Despite those occurrences, some of my most human connections (and best stories) come from the similar souls whom I've encountered on my travels. We may have only spent a few minutes or a few days together, but meeting you and sharing brief moments changes me for the better every time. This is my ode to those people... to you.
You've come from England, Scotland, China, Germany, Syria and more. You resembled Sean Connery and recommended books that I'm still reading. In Taiwan, I first noticed you as the only other white person at the bus station. You were initially shy to speak in English (you had probably never used it outside of the classroom), but soon you were asking me to take a selfie to send to your mom. Maybe you didn't speak English at all, and we communicated entirely with made-up sign language. One time you took me on a hike I was ill-prepared for, but redeemed yourself by insisting we have dessert after every meal. You invited me to stay with your family when I traveled in the UK (but of course I didn't).

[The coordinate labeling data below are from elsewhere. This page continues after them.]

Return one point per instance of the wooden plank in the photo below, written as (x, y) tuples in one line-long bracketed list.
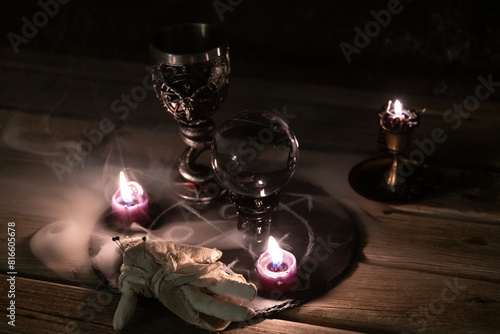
[(387, 300), (56, 308)]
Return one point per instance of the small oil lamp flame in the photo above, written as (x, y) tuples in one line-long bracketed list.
[(276, 252), (398, 108), (125, 191)]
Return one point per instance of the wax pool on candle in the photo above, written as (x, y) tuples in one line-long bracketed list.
[(276, 269), (130, 203)]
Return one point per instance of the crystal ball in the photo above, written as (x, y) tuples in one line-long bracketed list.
[(254, 154)]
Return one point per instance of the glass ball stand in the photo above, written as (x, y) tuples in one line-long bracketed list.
[(254, 155)]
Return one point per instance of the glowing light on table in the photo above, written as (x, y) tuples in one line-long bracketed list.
[(276, 269), (130, 203), (396, 119)]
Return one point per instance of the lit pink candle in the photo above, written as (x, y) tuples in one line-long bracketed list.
[(130, 203), (276, 268)]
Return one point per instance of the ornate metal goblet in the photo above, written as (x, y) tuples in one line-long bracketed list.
[(191, 69), (254, 155)]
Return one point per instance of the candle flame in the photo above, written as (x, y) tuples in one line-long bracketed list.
[(398, 108), (125, 191), (275, 251)]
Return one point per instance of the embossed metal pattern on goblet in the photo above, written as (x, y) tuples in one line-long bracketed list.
[(190, 86), (190, 70)]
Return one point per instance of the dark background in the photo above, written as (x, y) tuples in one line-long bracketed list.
[(431, 48)]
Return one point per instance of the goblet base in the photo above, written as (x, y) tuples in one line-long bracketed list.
[(199, 194)]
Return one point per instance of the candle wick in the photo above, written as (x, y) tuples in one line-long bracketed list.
[(116, 239)]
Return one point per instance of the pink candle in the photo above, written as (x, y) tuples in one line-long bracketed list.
[(276, 268), (130, 203)]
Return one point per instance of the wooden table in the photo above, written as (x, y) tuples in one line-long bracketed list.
[(428, 267)]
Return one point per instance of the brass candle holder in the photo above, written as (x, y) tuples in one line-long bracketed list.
[(394, 177)]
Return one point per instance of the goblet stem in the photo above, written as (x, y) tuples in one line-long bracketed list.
[(198, 139)]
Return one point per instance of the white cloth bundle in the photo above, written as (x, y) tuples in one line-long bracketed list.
[(188, 280)]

We met on the subway in Prague and at the Staatsoper in Vienna (where we had hours to talk while waiting for standing room tickets). You approached me at a bus station in Boston or perhaps at a hostel in Taiwan or Greece. We first saw each other in one city and serendipitously ended up in the same restaurant in a different city hours later.
Our conversation lasted the length of a subway ride, was interspersed between the acts of Le nozze di Figaro, or took place over our 24-hour friendship. Through charades, you showed me that your life was unbelievably different from mine and your hardships almost unimaginable to me. But you were curious about my life too. I admired your perseverance and positivity, even though I couldn't figure out a way to tell you. One time you were a talented performer and we sang show tunes together, probably to the frustration of our fellow hostel-mates (though I thought we sounded good).

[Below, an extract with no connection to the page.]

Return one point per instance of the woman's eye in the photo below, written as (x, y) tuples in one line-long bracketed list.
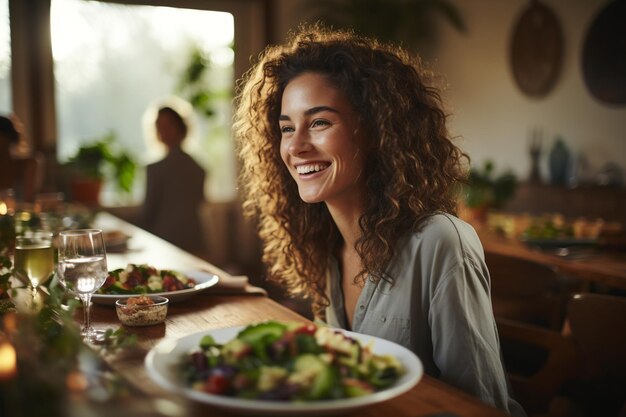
[(318, 122)]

We were the same age, and I could hardly fathom the different paths our lives had taken. Sometimes you were older than me and savvier in the ways of travel. I learned from your experience, but I also had to explain to you that a smartphone is not necessary for exploration. A few times you were younger than me, embarking for the first time on your own, and I was able to pass on some of my own travel tricks and tips (like the easiest way to make a hostel bed).
You may have added me on Facebook, but most likely you didn't, and it's probably better that way. I invited you out for drinks with my friends, or we agreed to meet up the next day for sightseeing. But maybe you had a bus to catch. You hadn't realized that it would take you over 24 hours to get to Chicago. We marveled at the size of America. You regaled me with tales of life and love all over Europe, and frankly, I was a bit nervous until you got off at your stop, and I was reassured that you were just a friendly, talkative person with a fascinating life and a flair for storytelling.
We all pass like ships in the night (excuse the cliché), with nothing to mark these intersections in the map of our lives but memories that have enriched us, and I wouldn't have it any other way. These interactions are the stuff that make the memories that make the stories that make the lives. Were it not for these people, I wouldn't have made it to the top of a steep mountain in Taiwan, be reading exciting and historically informative tales of espionage in war-torn Europe, or have the briefest insight into what inspires people from all corners of the world to travel in just the same way and to the same places that I do. I'll continue to travel by myself, reveling in my solitude, but to the fellow traveler who sees me absorbed in a book at a café, feel free to strike up a conversation.